04.07.2011
Neue Diagnosemöglichkeit für Brustkrebs
durch Blutentnahme
Das dritte Studienjahr in Medizin trägt erste Früchte: Unter der Leitung von Professor Curzio Rüegg publizierte ein Forschungsteam soeben Resultate, die neue Wege in der Krebserkennung und Therapie aufzeigen. Die Entdeckung einer Auffälligkeit im Bereich der weissen Blutkörperchen sollte künftig eine Erstdiagnose mittels einer Blutentnahme ermöglichen und längerfristig zur Hemmung der Metastasenbildung führen.

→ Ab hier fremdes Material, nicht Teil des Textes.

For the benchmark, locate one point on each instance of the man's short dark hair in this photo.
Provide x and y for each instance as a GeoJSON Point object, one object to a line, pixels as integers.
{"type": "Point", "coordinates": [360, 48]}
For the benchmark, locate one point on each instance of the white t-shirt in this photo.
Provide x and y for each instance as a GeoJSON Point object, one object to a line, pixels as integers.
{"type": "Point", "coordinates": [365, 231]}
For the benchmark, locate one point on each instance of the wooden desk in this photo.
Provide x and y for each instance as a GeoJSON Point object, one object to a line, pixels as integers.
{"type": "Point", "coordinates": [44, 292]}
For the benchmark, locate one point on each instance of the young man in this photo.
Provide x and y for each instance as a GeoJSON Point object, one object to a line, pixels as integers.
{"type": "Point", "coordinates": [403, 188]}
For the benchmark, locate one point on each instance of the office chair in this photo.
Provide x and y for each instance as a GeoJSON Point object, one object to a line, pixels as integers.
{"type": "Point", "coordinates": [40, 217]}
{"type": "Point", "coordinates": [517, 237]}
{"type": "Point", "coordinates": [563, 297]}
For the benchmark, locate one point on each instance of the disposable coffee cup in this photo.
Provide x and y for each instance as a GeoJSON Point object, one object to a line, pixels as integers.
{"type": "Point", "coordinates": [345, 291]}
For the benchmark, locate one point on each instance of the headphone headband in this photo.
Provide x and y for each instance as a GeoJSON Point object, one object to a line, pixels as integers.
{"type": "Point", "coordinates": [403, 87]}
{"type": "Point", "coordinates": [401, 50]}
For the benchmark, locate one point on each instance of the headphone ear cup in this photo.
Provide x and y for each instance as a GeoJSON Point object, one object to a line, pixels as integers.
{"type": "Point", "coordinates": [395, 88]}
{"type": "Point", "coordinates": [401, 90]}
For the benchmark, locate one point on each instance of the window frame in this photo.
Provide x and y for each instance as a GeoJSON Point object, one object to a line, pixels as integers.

Ein Krebstumor braucht viel Energie. Um zu wachsen und sich ausbreiten zu können, muss er über mehr Nahrung und Sauerstoff verfügen, als gesundes Gewebe. Dabei spielen Entzündungsreaktionen und die Gefässneubildung, ein Prozess, der den Zellen Nahrung und Sauerstoff liefert, eine entscheidende Rolle. „Wir können heute beweisen, dass zwischen den beiden Vorgängen ein Zusammenhang besteht“, erklärt Curzio Rüegg, Professor am neuen, im Rahmen des dritten Studienjahres für Medizin gegründeten Lehrstuhl für Pathologie der Universität Freiburg, zur vorliegenden Studie, die in Zusammenarbeit mit Medizinern des CHUV in Lausanne durchgeführt wurde.
Nahrung für den Krebs
Seinen Zuschlag an Nahrung und Sauerstoff sichert sich der Tumor durch die Bildung neuer Blutgefässe. Der dazu nötige Prozess ist äusserst komplex und wird vom Tumor selber eingeleitet: Der Krebs befehlt dazu eine grosse Anzahl Leukozyten zu sich – die weissen Blutkörperchen, die sich normalerweise um Entzündungsherde scharen, beispielsweise im Falle eines Ekzems oder bei Arthritis. Diese weissen Blutkörperchen sind nämlich in der Lage, die Produktion neuer Blutgefässe einzuleiten (Angiogenese). In diesem Sinne „missbraucht“ der Tumor die körpereigene Armee, die normalerweise Infektionen bekämpft oder auch den Prozess der Wundheilung unterstützt. Genau dort liegt denn auch der Schlüssel zum Durchbruch in der vorliegenden Studie, wie Professor Rüegg erklärt: „Es war bereits bekannt, dass die Monozyten, d.h. die grösseren der weissen Blutkörperchen, „vor Ort“ die Anweisung zur Bildung neuer Blutgefässe in der Umgebung des Tumors erhielten. Uns ist es nun gelungen, diesem Puzzle ein neues Teilchen hinzuzufügen: Der Tumor produziert einen bestimmten Faktor (Placenta Growth Factor, PLGF), der in die Blutbahn gerät und die Monozyten dazu anregt, das Knochenmark zu verlassen und in der Umgebung des Tumors neue Blutkörperchen zu bilden. Wir konnten damit beweisen, dass die Krebszellen den Monozyten bereits „aus der Ferne“ den Impuls zur Angiogenese geben“. Die Resultate aus den Forschungslabors konnten, in Zusammenarbeit mit Medizinern des CHUV in Lausanne, an Brustkrebspatienten bestätigt werden. So hat sich gezeigt, dass die Patienten einen erhöhten PLGF-Wert aufweisen und dass deren weisse Blutkörperchen angiogenetische Eigenschaften besitzen.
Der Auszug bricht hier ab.